Although Catherine pleaded guilty to this shocking heresy, she did it with so much innocence of manner that, in a few minutes, Wharton was captured by her sweet face, and tried to make her understand his theory that the merit of a painting was not so much in what it explained as in what it suggested. Comments from the by-standers interfered with his success. Hazard especially perplexed Catherine’s struggling attention by making fun of Wharton’s lecture.
“Your idea of a picture,” said he, “must seem to Miss Brooke like my Cincinnati parishioner’s idea of a corn-field. I was one day admiring his field of Indian corn, which stretched out into the distance like Lake Erie in a yellow sunset, when the owner, looking at his harvest as solemnly as Wharton is looking at his picture, said that what he liked most was the hogs he could see out of it.”
“Well,” said Wharton, “the Dutch made a good school out of men like him. Art is equal to any thing.
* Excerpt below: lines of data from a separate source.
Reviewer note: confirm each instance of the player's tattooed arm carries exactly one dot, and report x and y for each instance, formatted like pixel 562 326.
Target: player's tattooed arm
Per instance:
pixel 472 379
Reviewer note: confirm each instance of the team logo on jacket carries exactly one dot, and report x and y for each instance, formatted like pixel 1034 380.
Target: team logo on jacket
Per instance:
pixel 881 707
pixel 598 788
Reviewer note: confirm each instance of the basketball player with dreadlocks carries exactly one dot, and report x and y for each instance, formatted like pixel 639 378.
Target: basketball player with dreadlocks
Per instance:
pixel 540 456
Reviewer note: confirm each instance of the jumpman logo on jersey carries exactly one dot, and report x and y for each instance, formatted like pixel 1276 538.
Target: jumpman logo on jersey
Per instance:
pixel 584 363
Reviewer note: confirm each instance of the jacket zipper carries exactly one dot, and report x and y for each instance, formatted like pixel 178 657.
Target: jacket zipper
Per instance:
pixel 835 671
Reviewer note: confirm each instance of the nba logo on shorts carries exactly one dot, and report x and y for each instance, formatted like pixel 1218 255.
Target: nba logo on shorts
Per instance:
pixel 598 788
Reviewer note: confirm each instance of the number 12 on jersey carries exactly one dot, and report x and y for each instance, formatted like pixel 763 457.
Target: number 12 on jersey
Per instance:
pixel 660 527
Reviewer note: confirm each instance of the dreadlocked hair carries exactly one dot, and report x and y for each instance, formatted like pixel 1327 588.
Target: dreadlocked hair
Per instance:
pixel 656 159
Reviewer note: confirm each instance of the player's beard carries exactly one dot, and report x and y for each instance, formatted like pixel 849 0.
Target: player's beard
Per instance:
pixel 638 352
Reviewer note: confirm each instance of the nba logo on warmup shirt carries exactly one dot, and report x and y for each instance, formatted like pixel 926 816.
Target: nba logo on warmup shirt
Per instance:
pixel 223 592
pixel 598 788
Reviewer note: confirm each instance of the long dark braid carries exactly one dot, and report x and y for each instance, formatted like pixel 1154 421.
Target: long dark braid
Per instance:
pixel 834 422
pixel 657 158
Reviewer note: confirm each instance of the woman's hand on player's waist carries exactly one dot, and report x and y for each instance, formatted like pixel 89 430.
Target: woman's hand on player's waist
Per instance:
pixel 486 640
I will paint his hogs for him, slaughtered and hung up by the hind legs, and if I know how to paint, I can put his corn-field into them, like Ostade, and make the butchers glow with emotion.”
“Don’t believe him, Miss Brooke,” said Hazard. “He wants you to do his own work, and if you give in to him you are lost. He covers a canvas with paint and then asks you to put yourself into it. He might as well hold up a looking-glass to you. Any man can paint a beautiful picture if he could persuade Miss Brooke to see herself in it.”